George Eliot: Middlemarch

BOOK VI. THE WIDOW AND THE WIFE.
58. CHAPTER LVIII. (continued)

It was evening when he got home. He was intensely miserable, this strong man of nine-and-twenty and of many gifts. He was not saying angrily within himself that he had made a profound mistake; but the mistake was at work in him like a recognized chronic disease, mingling its uneasy importunities with every prospect, and enfeebling every thought. As he went along the passage to the drawing-room, he heard the piano and singing. Of course, Ladislaw was there. It was some weeks since Will had parted from Dorothea, yet he was still at the old post in Middlemarch. Lydgate had no objection in general to Ladislaw's coming, but just now he was annoyed that he could not find his hearth free. When he opened the door the two singers went on towards the key-note, raising their eyes and looking at him indeed, but not regarding his entrance as an interruption. To a man galled with his harness as poor Lydgate was, it is not soothing to see two people warbling at him, as he comes in with the sense that the painful day has still pains in store. His face, already paler than usual, took on a scowl as he walked across the room and flung himself into a chair.

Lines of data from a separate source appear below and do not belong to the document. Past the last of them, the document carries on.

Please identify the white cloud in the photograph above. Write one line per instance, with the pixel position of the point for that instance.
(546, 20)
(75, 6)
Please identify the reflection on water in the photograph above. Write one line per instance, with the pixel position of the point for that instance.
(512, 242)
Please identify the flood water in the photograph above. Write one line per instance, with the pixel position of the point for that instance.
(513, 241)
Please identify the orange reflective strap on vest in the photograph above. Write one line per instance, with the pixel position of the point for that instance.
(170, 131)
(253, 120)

The singers feeling themselves excused by the fact that they had only three bars to sing, now turned round.

"How are you, Lydgate?" said Will, coming forward to shake hands.

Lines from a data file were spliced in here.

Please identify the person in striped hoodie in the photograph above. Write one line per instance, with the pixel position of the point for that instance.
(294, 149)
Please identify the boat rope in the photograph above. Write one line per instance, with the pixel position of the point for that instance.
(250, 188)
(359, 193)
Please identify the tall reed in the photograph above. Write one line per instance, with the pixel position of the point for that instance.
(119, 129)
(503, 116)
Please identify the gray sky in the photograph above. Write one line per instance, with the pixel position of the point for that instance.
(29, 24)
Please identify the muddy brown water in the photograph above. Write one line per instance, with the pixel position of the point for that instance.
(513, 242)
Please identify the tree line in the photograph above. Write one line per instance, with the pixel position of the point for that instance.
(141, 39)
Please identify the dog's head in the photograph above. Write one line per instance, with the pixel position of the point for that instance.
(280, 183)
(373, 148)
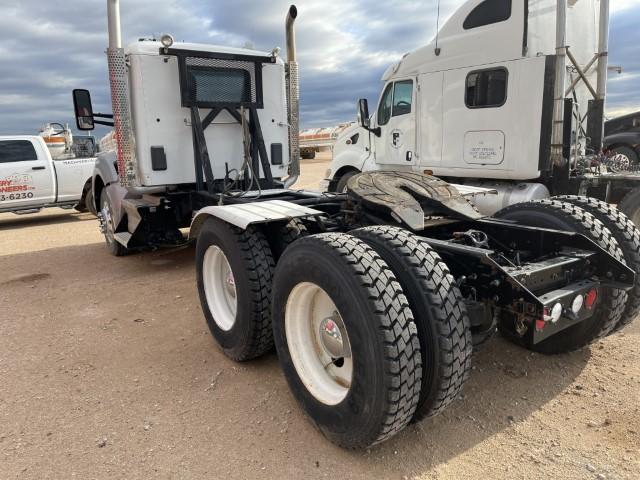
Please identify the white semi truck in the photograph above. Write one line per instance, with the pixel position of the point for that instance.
(509, 95)
(31, 179)
(372, 298)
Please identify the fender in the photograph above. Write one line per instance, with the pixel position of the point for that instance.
(242, 215)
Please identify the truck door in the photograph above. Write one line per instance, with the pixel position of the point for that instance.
(26, 176)
(396, 118)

Lydgate took his hand, but did not think it necessary to speak.

"Have you dined, Tertius? I expected you much earlier," said Rosamond, who had already seen that her husband was in a "horrible humor." She seated herself in her usual place as she spoke.

"I have dined. I should like some tea, please," said Lydgate, curtly, still scowling and looking markedly at his legs stretched out before him.

Will was too quick to need more. "I shall be off," he said, reaching his hat.

"Tea is coming," said Rosamond; "pray don't go."